Gerade in einer Zeit, in der sich bei der amtierenden Bundesregierung der Blickwinkel verstärkt von der deutschfranzösischen Zusammenarbeit weg entwickelt, kommt uns als direktem Nachbarn zu unseren französischen Freunden eine besondere Bedeutung zu, diese Freundschaft weiter zu pflegen und in die Zukunft hinein zu entwickeln.

(Beifall der Abg. Dr. Noll und Heiderose Berroth FDP/DVP)

Wir sollten alles tun – das erhoffen wir uns, und hier nehmen wir unsere Kultusministerin, Frau Schavan, in die Pflicht –, dass in unseren Schulen das Erlernen der französischen Sprache nicht immer weiter zurückgeht,

(Abg. Dr. Salomon GRÜNE: In Stuttgart!)

sondern weiter zentraler Bestandteil unserer Bildungspolitik, unseres Beitrags zur deutsch-französischen Freundschaft bleibt, meine Damen und Herren.

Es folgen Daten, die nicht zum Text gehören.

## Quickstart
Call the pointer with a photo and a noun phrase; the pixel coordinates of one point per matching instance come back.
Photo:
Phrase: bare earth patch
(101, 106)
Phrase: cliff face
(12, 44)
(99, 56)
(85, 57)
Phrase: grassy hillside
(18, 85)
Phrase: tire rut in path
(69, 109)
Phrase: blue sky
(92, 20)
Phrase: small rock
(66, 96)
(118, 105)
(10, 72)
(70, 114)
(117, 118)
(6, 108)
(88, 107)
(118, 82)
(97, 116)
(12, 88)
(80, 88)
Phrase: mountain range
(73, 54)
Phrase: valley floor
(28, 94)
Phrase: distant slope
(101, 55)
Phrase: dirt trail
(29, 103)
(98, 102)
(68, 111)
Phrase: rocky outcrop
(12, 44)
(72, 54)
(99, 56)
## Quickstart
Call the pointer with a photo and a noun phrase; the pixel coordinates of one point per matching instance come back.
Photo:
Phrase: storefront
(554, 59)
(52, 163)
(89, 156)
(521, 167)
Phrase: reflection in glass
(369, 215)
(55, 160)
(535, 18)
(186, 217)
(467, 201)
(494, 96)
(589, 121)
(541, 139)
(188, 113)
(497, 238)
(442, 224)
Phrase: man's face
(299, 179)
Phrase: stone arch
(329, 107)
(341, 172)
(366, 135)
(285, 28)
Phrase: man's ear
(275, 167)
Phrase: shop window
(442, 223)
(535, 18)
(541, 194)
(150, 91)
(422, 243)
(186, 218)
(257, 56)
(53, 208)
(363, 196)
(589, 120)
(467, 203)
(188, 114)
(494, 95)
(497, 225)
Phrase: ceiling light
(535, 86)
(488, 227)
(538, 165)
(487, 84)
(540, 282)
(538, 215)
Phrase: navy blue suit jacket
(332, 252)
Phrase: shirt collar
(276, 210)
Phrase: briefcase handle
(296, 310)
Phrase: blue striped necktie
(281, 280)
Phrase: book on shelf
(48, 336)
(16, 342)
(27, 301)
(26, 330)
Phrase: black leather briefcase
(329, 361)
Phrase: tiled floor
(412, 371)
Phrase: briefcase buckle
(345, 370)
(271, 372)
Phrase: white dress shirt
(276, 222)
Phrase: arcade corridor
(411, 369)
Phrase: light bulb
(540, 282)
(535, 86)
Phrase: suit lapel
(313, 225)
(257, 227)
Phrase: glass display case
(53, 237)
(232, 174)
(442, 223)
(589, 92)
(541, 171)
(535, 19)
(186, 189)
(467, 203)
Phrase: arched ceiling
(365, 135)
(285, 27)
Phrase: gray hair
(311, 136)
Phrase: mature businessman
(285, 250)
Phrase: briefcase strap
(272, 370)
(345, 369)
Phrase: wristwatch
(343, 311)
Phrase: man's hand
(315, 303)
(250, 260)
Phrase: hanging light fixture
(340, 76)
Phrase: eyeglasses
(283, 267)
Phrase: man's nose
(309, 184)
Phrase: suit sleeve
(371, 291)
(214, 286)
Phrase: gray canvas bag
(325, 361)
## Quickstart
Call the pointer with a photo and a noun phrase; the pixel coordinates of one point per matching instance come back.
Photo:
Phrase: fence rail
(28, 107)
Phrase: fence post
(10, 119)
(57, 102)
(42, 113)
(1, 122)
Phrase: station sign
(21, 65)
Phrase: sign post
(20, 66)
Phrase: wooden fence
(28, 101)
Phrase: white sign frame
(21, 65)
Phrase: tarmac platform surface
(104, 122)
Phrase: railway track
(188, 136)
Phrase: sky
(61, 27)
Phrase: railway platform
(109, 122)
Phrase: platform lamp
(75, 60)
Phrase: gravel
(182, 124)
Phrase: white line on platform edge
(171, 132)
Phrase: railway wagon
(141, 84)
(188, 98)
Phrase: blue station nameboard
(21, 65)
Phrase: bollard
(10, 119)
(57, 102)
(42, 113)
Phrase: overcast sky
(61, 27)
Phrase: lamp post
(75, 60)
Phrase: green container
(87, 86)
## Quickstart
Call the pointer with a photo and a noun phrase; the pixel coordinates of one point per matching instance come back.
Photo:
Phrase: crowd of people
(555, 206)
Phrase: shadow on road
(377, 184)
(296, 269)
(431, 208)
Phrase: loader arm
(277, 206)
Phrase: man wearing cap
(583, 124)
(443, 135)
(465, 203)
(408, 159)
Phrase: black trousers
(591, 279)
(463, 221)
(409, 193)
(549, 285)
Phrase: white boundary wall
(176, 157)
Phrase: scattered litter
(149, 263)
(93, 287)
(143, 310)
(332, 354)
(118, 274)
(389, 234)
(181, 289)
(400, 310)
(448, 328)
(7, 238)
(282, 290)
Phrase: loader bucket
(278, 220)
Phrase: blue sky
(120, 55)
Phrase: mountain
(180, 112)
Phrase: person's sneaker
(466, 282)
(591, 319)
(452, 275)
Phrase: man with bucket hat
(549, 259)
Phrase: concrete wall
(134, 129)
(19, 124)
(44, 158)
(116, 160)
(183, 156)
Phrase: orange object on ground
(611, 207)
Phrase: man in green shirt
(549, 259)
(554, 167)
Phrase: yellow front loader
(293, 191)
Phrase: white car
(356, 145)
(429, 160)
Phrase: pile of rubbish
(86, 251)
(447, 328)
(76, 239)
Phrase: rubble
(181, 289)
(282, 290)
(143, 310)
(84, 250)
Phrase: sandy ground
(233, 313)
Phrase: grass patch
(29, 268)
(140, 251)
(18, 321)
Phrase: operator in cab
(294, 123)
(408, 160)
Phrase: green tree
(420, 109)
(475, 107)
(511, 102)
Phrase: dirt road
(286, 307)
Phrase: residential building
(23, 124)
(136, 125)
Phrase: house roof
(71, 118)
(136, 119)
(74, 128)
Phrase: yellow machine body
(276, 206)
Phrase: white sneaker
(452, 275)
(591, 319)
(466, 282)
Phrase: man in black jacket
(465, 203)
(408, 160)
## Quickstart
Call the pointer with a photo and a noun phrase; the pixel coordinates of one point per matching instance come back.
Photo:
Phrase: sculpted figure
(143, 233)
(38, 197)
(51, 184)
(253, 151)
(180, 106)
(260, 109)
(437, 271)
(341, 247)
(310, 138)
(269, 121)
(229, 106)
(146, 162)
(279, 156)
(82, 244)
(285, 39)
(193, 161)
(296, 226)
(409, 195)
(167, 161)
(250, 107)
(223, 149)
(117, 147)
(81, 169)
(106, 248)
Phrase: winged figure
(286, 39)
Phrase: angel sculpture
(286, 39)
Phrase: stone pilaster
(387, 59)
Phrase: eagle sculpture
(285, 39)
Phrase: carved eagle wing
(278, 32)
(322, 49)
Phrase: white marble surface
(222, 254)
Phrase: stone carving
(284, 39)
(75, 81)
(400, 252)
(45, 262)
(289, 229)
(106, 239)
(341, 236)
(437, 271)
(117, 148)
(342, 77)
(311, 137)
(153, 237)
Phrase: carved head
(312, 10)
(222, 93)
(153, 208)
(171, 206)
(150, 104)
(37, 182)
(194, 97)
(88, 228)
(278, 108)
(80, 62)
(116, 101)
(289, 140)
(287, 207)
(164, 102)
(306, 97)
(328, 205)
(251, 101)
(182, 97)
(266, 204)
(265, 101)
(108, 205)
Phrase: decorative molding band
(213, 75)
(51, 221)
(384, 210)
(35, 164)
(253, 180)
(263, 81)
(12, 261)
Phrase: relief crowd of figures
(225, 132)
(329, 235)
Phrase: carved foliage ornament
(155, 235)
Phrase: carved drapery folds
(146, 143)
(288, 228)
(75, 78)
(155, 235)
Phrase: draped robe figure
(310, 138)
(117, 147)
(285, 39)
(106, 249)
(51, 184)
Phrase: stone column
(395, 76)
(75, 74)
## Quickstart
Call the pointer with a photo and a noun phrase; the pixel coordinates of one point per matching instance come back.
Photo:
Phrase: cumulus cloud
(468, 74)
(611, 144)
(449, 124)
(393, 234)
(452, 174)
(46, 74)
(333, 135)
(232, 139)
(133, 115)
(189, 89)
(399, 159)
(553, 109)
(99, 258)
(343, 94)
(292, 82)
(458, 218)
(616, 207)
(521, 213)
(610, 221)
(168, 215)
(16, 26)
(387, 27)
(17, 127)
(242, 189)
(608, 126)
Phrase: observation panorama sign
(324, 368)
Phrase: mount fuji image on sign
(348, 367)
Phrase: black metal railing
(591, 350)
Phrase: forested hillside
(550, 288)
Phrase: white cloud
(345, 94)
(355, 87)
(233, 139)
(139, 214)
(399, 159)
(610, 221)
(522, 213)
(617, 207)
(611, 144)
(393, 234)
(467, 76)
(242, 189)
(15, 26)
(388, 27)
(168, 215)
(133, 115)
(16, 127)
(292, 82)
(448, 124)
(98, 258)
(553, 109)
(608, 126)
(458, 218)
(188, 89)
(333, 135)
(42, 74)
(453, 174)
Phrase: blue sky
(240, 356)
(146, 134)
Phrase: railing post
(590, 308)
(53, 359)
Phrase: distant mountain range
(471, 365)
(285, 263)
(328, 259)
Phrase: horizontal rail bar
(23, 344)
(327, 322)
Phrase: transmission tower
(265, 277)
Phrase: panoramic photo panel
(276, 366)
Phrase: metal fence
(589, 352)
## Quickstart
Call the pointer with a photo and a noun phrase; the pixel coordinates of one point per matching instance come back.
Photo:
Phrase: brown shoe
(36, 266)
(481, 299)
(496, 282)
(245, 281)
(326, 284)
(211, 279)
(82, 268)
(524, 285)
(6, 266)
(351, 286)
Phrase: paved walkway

(Beifall bei Abgeordneten der FDP/DVP)

Wir regen im Zusammenhang mit der Osterweiterung außerdem an, dass das Land Baden-Württemberg im Bundesrat eine Initiative zur Einrichtung eines deutsch-polnischen Jugendwerks ergreift. Denn wir sind der Auffassung, dass das deutsch-französische Jugendwerk einen erheblichen Beitrag zur Versöhnung zwischen Frankreich und Deutschland geleistet hat.

Baden-Württemberg ist stolz darauf, zu den „Vier Motoren“ Europas zu gehören. Diese „Vier Motoren“ gehören zu den wirtschaftsstärksten Regionen in Europa, und ihre Kontakte sind – vor allem im Wirtschafts- und Wissenschaftsbereich – stark ausgeprägt. Die Zusammenarbeit in diesem Bereich ist vorbildlich, und wir wollen sie auf Osteuropa ausdehnen. Deshalb schlage ich vor, im Sinne eines „Vier plus zwei“ aus vier Motoren sechs zu machen und zwei innovative, entwicklungsfähige, interessante Regionen in Mittel- und Osteuropa in das Konzept der „Vier Motoren“ Europas zu integrieren.

(Zuruf des Abg. Bebber SPD)

Außerdem sehen wir Möglichkeiten, den Kontakt zu den Erweiterungskandidaten auch auf parlamentarischer Ebene auszubauen, und schlagen vor, diesen Austausch nicht nur auf Regierungsebene, sondern auch auf der Ebene der Parlamente in Zukunft zu verstärken.

Vielen Dank, meine Damen und Herren.